“Sì, sono uscito dal Milan”. A comunicare l’esonero di Paulo Fonseca è il medesimo Fonseca, mentre a notte fonda esce in auto dalla pancia di San Siro e incrocia le telecamere, dopo il pareggio con la Roma. Epilogo surreale di una storia nata male e finita peggio. “Il coraggio, uno, se non ce l’ha, mica se lo può dare”, diceva quel tale. E dal patron Gerry Cardinale al plenipotenziario Zlatan Ibrahimović di coraggio se n’è visto poco. Anzi, nulla. Se è vero che, ancora prima di scendere in campo, circolavano “veline” sul licenziamento del tecnico, che solerti giornalisti televisivi ribattezzavano “rumors”, manco fossimo al Grande Fratello.
Triste, solitario y final. Ecco l’immagine dell’allenatore portoghese in sala stampa, lasciato solo a difendere quello che ormai era indifendibile. Ottavo in classifica, la vetta lontana 14 punti e la zona Champions a 8 (con una partita da recuperare). Un’idea di gioco che non è mai decollata. E, soprattutto, il rapporto ormai compromesso con i mammasantissima dello spogliatoio. A partire dai tre “capitani”: Davide Calabria, Theo Hernandez e Rafa Leao. Non sono bastati le imprese nel derby e a Madrid, gli ottavi a portata di mano nell’Europa che conta. A metà campionato e alla vigilia della sfida nella Supercoppa “italo-saudita”, il Grande Milan cambia la guida tecnica come una provinciale qualsiasi. Una decisione che lascia perplessi. Perché non cacciarlo dopo lo scialbo pareggio con il Genoa e fargli mangiare il panettone dopo la striminzita vittoria a Verona? A giugno la tifoseria aveva bocciato la scelta dello spagnolo Julian Lopetegui (avessi detto Carlo Ancelotti) in panchina. Ora l’ala più dura del tifo ribolle di rabbia e si schiera con Paulo: “Vergogna, società inesistente”, si legge sui social nei commenti più soft.

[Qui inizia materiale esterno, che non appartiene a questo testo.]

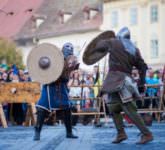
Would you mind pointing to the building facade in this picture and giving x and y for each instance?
(145, 19)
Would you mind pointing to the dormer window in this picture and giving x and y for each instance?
(37, 20)
(89, 13)
(64, 16)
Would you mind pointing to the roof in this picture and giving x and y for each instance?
(14, 14)
(52, 26)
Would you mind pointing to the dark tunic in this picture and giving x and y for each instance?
(55, 95)
(121, 63)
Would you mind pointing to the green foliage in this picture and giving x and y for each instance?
(10, 54)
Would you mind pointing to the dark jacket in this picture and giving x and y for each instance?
(121, 63)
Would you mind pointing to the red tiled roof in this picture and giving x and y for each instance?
(52, 27)
(14, 14)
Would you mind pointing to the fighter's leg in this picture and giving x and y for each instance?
(68, 123)
(115, 109)
(131, 110)
(41, 114)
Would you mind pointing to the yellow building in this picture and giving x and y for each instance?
(145, 19)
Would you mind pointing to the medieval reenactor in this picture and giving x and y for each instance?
(119, 85)
(54, 94)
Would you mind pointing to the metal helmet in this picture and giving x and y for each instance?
(124, 33)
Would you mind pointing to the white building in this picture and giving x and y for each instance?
(145, 19)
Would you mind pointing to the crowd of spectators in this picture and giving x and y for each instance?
(85, 94)
(14, 112)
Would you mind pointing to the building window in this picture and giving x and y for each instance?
(154, 13)
(114, 19)
(154, 48)
(133, 16)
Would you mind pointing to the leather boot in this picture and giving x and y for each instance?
(121, 136)
(145, 139)
(41, 114)
(68, 124)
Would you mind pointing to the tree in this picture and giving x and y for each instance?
(10, 54)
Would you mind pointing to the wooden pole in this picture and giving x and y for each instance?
(2, 117)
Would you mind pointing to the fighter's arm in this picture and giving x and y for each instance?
(142, 67)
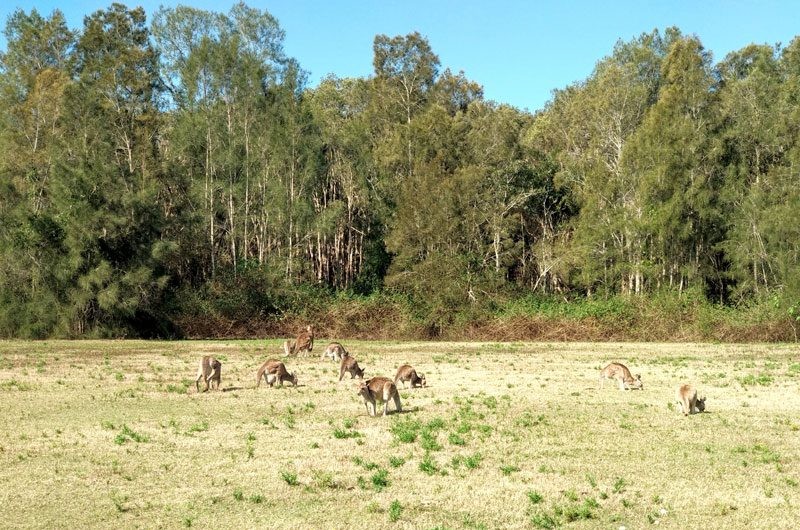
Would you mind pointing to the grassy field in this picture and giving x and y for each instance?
(507, 435)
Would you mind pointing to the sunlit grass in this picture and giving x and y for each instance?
(113, 434)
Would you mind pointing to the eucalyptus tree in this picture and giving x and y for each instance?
(34, 73)
(587, 128)
(753, 153)
(219, 70)
(106, 185)
(347, 214)
(671, 155)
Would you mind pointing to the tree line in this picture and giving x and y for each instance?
(153, 169)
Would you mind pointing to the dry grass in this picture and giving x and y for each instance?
(507, 435)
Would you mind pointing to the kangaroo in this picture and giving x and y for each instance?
(334, 351)
(349, 364)
(407, 373)
(623, 376)
(274, 371)
(379, 389)
(305, 341)
(686, 395)
(210, 370)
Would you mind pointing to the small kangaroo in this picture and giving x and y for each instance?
(379, 389)
(408, 373)
(686, 395)
(349, 364)
(623, 376)
(274, 371)
(334, 351)
(210, 370)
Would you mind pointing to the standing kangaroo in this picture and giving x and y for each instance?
(210, 371)
(379, 389)
(686, 395)
(623, 376)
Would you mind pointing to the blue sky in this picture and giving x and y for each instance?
(518, 50)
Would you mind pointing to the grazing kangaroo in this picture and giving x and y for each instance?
(274, 371)
(623, 376)
(690, 403)
(349, 364)
(334, 351)
(407, 373)
(379, 389)
(210, 370)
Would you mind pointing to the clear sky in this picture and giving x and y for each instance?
(518, 50)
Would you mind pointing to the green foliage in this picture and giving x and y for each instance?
(395, 511)
(181, 179)
(127, 434)
(289, 477)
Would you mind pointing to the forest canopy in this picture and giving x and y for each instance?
(164, 173)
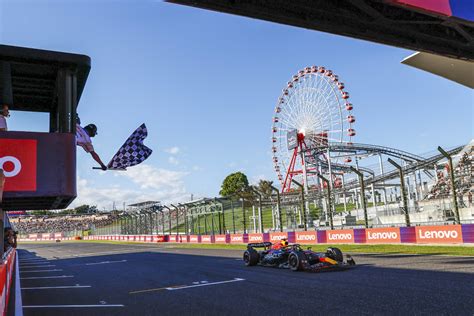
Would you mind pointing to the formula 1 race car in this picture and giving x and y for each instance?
(296, 258)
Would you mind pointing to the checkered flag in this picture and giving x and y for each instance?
(132, 152)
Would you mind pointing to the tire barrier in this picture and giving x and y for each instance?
(7, 268)
(447, 234)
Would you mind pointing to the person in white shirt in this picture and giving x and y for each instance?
(3, 118)
(83, 139)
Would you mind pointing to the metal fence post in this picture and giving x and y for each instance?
(453, 186)
(243, 214)
(233, 214)
(329, 206)
(362, 193)
(303, 207)
(402, 191)
(177, 218)
(278, 207)
(260, 213)
(169, 217)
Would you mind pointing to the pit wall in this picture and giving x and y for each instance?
(448, 234)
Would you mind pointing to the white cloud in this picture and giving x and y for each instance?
(173, 160)
(173, 150)
(153, 183)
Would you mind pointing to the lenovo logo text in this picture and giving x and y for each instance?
(383, 235)
(340, 236)
(439, 234)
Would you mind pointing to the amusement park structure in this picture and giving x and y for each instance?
(312, 139)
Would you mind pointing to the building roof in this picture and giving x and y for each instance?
(459, 71)
(33, 73)
(393, 22)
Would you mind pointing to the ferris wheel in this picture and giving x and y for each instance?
(312, 111)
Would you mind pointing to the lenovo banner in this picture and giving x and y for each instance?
(382, 235)
(193, 239)
(274, 237)
(206, 239)
(342, 236)
(220, 239)
(255, 238)
(305, 237)
(451, 234)
(236, 239)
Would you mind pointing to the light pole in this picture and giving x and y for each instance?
(328, 205)
(223, 214)
(402, 189)
(362, 193)
(278, 206)
(302, 203)
(169, 217)
(177, 218)
(162, 220)
(453, 187)
(260, 211)
(185, 218)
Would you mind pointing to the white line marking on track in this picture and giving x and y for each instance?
(51, 277)
(56, 287)
(71, 306)
(41, 271)
(203, 284)
(104, 262)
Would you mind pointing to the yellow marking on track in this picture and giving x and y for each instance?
(157, 289)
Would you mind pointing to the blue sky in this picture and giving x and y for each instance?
(206, 84)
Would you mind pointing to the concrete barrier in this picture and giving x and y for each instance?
(444, 234)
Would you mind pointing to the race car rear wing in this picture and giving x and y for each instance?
(260, 245)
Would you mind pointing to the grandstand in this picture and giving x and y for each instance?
(60, 224)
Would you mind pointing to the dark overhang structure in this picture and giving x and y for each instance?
(43, 81)
(40, 168)
(400, 23)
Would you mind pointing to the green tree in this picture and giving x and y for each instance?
(265, 187)
(233, 184)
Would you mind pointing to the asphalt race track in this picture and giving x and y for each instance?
(111, 279)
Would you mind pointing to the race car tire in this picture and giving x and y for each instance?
(250, 257)
(295, 261)
(335, 254)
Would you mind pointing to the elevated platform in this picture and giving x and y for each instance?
(40, 168)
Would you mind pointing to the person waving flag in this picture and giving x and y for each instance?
(132, 152)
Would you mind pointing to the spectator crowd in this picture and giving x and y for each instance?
(64, 223)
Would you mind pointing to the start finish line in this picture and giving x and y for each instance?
(447, 234)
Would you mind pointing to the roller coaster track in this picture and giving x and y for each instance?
(406, 169)
(360, 150)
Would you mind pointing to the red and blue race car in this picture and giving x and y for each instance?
(296, 258)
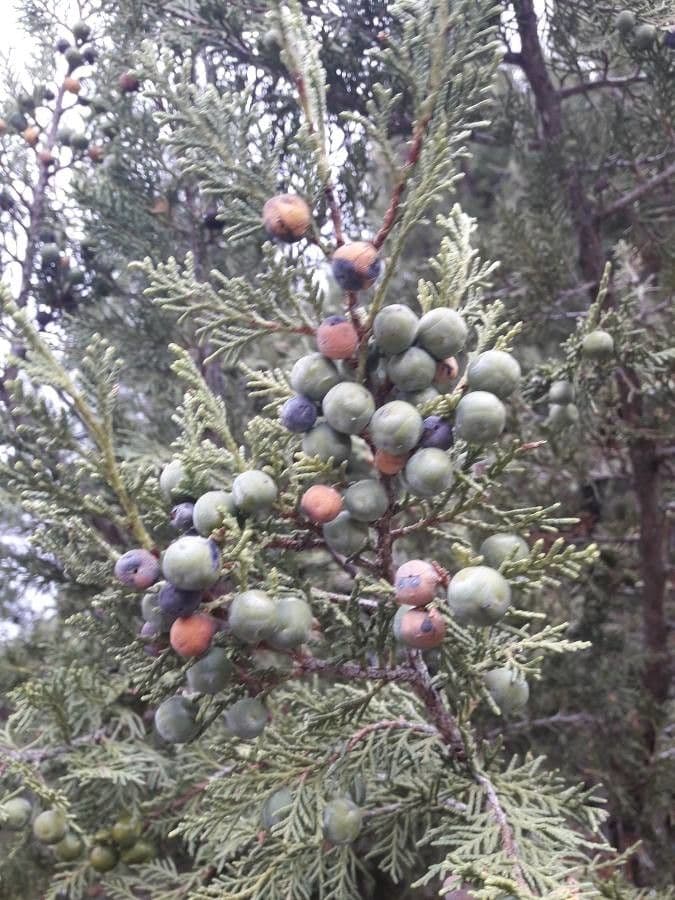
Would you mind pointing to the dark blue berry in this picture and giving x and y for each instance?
(181, 516)
(437, 433)
(298, 414)
(174, 602)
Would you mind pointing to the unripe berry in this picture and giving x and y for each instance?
(499, 547)
(254, 492)
(192, 635)
(247, 718)
(366, 500)
(313, 376)
(337, 338)
(191, 563)
(394, 328)
(348, 407)
(211, 673)
(50, 826)
(326, 443)
(342, 820)
(294, 622)
(321, 503)
(356, 265)
(389, 463)
(422, 629)
(298, 414)
(344, 535)
(598, 345)
(15, 814)
(176, 720)
(479, 418)
(494, 371)
(286, 217)
(478, 595)
(412, 370)
(103, 858)
(210, 509)
(396, 427)
(428, 472)
(416, 582)
(253, 616)
(508, 689)
(137, 569)
(441, 332)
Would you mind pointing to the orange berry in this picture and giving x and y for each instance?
(337, 338)
(416, 582)
(192, 636)
(422, 628)
(356, 265)
(321, 504)
(286, 217)
(389, 463)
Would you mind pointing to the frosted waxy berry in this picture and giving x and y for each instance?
(441, 332)
(211, 673)
(561, 392)
(416, 582)
(326, 443)
(494, 371)
(508, 689)
(412, 370)
(337, 338)
(348, 407)
(15, 814)
(645, 36)
(174, 602)
(298, 414)
(69, 848)
(437, 433)
(139, 852)
(192, 635)
(625, 22)
(366, 500)
(176, 720)
(356, 265)
(313, 376)
(420, 628)
(345, 535)
(103, 858)
(502, 546)
(247, 718)
(321, 504)
(394, 328)
(286, 217)
(428, 472)
(191, 563)
(389, 463)
(210, 509)
(181, 516)
(293, 623)
(253, 616)
(396, 427)
(598, 345)
(50, 826)
(276, 807)
(478, 595)
(172, 481)
(479, 418)
(342, 820)
(137, 569)
(254, 491)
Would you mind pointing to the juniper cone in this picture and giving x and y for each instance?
(299, 591)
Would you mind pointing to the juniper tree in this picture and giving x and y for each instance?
(377, 761)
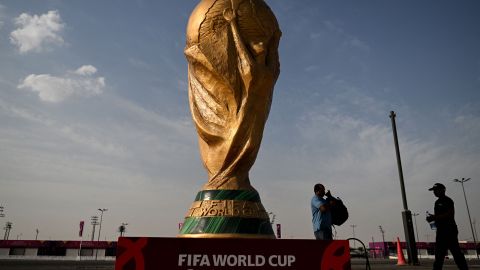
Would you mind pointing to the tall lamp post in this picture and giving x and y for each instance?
(94, 223)
(100, 228)
(416, 229)
(383, 239)
(406, 214)
(468, 211)
(122, 229)
(353, 228)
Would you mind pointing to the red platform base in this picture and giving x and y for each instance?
(146, 253)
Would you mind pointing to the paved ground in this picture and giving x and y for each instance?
(357, 264)
(379, 264)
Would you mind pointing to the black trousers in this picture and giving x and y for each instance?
(448, 240)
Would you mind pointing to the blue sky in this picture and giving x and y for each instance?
(94, 114)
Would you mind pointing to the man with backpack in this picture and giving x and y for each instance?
(326, 212)
(321, 214)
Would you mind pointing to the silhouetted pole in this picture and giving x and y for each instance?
(100, 228)
(353, 228)
(406, 214)
(383, 240)
(468, 211)
(94, 223)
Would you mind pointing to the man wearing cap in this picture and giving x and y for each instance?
(447, 232)
(321, 215)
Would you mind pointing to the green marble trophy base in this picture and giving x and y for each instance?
(227, 214)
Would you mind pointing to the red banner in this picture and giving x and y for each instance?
(142, 253)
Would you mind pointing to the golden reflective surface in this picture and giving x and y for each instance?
(227, 208)
(232, 53)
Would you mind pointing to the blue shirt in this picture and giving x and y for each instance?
(321, 220)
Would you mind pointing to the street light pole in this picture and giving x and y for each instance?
(94, 223)
(406, 214)
(122, 229)
(383, 239)
(416, 229)
(100, 228)
(353, 227)
(468, 212)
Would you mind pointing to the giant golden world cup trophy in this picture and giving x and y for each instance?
(232, 53)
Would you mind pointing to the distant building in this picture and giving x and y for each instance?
(425, 249)
(67, 250)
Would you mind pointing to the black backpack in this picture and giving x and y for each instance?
(339, 212)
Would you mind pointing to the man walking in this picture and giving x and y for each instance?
(321, 215)
(447, 231)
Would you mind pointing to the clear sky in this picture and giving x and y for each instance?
(94, 114)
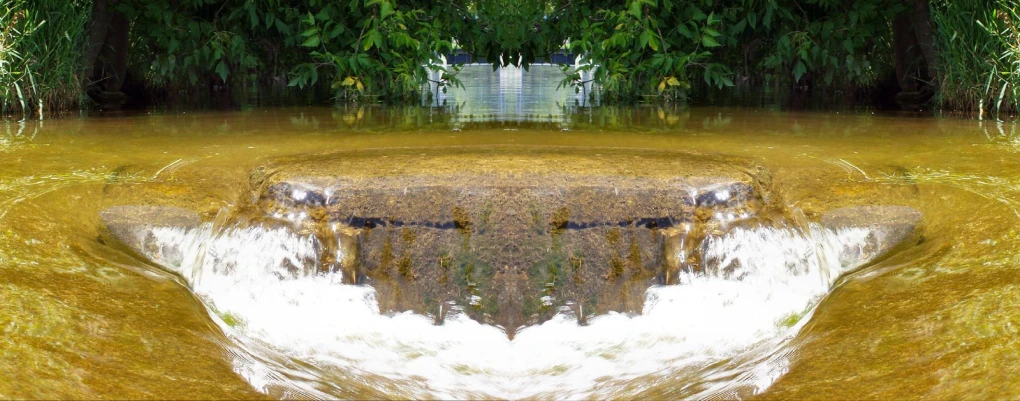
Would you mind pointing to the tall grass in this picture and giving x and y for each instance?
(978, 43)
(41, 50)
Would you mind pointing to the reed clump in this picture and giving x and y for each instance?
(41, 44)
(979, 47)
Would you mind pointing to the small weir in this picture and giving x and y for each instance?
(510, 271)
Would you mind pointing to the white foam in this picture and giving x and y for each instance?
(313, 317)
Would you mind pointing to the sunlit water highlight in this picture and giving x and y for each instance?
(683, 331)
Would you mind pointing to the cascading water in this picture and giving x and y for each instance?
(715, 330)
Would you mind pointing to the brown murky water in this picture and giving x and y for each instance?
(84, 318)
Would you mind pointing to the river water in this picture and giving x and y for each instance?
(85, 316)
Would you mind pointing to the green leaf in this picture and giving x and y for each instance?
(222, 70)
(312, 41)
(386, 9)
(634, 8)
(708, 41)
(799, 70)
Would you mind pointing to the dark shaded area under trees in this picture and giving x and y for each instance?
(886, 53)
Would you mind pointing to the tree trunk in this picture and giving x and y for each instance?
(920, 17)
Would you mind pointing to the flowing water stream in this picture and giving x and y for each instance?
(409, 253)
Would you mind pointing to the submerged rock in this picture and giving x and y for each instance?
(133, 226)
(511, 236)
(887, 227)
(507, 238)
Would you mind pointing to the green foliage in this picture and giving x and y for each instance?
(360, 49)
(979, 47)
(643, 47)
(41, 46)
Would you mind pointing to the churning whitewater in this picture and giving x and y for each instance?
(722, 321)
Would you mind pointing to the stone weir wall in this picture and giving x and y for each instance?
(512, 236)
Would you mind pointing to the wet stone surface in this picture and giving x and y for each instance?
(510, 242)
(513, 245)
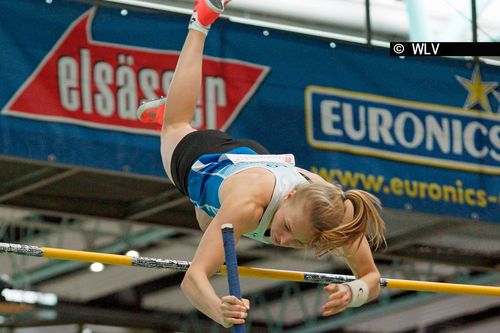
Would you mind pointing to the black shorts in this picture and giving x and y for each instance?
(197, 143)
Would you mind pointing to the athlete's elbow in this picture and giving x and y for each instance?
(187, 283)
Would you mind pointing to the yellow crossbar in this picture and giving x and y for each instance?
(251, 272)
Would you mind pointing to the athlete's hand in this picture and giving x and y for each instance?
(340, 296)
(234, 310)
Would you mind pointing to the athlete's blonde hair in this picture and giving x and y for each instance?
(326, 205)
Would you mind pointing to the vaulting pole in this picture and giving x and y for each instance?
(251, 272)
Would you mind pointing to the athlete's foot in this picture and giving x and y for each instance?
(152, 111)
(205, 13)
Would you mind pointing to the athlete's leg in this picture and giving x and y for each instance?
(182, 96)
(185, 87)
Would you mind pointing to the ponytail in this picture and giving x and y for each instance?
(327, 206)
(366, 216)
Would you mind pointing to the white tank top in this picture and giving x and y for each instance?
(286, 179)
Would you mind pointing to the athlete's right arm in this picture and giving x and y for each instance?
(210, 256)
(203, 218)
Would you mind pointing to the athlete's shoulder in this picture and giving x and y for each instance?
(315, 178)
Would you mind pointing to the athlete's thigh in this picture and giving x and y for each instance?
(170, 138)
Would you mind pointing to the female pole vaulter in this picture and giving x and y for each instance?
(264, 196)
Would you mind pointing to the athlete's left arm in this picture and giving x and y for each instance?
(360, 260)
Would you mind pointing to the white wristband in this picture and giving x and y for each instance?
(359, 291)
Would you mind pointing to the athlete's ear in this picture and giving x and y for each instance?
(290, 195)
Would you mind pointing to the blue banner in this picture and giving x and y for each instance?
(420, 133)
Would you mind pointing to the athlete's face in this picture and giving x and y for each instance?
(291, 225)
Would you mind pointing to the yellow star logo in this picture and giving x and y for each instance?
(478, 90)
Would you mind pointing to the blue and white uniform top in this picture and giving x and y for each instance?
(209, 172)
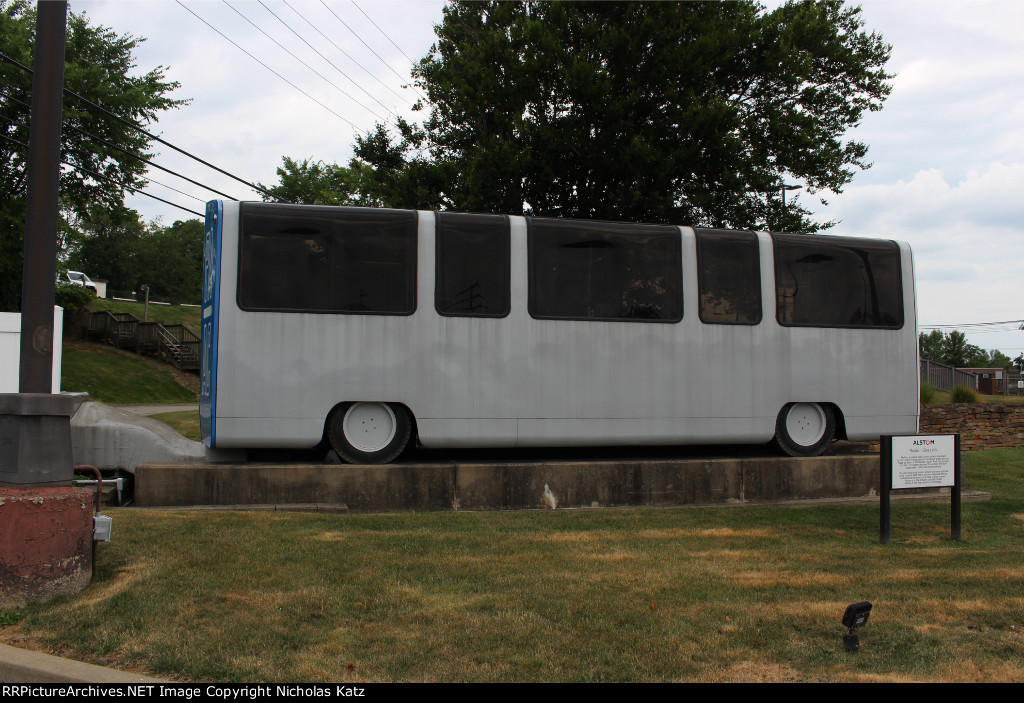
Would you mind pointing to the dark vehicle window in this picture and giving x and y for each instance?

Non si butta all’aria un progetto dopo appena sei mesi. Difficile che il mercato di riparazione corregga gli errori (Emerson Royal, per dirne uno). Ma i dirigenti non si toccano e i giocatori non si licenziano. Resta l’allenatore, che paga per tutti. Certo, non è una novità. Lecito aspettarsi un cambio di passo, anche culturale.
Dopo l’ennesimo casting (bocciati anche Maurizio Sarri e Massimiliano Allegri), alla guida dei rossoneri arriva Sergio Conceiçao, lusitano come Fonseca. Un passato “italiano” da giocatore con Lazio, Parma e Inter. Fermo dalla scorsa estate, dopo i tre scudetti vinti in sette stagioni con il Porto. Alla sua prima uscita, venerdì 3 gennaio a Riyad, gli toccherà affrontare la Juve del figlio Francisco. Storie di un calcio nevrotico e disordinato.